Seriously: How often does something like this happen and government officials are just straight-up like, "Eh, I dunno?"
Dubbed the "Ghost Boat" by officials, the decayed carcass of a second world war Higgins boat, used to transport troops into battle and on to beaches overseas, began to emerge from the shallows in Lake Shasta last fall. Levels have sunk low enough this year to excavate the craft fully.
But how it ended up in California's largest reservoir, buried in the depths for decades, is uncertain.
"The circumstance of its sinking remains a mystery," US Forest Service officials with Shasta-Trinity national forest wrote in a Sunday morning Facebook post, including photos of the historic find perched atop dried cracked earth of the desiccated lakebed. Numbers painted along the boat's ramp show that it was once assigned to the Attack Transport USS Monrovia, used as General George Patton's headquarters in the Sicilian occupation in 1943.
Seriously...how does a troop transport boat end up 100 miles inland on a random lake, sink to the bottom of that lake, and then essentially vanish from history?
I mean how does an official government boat just, like, vanish like that?
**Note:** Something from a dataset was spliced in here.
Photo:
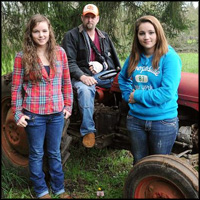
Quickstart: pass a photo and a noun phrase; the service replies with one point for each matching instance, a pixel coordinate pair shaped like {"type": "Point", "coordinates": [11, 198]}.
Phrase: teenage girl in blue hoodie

Ahh, so it did eventually end up in private hands:
"Eisenhower also was on this ship at that time, and it went on to a further six D-Day invasions in the Pacific," officials said in the post, noting that it was reportedly used in the invasion of Tarawa and that it "sank in shallow water during that invasion", but was later salvaged. Classified as an attack transport in 1943, the ship earned seven battle stars during the war, according to NavSource, a volunteer-run history site, but was sold for scrap in 1969.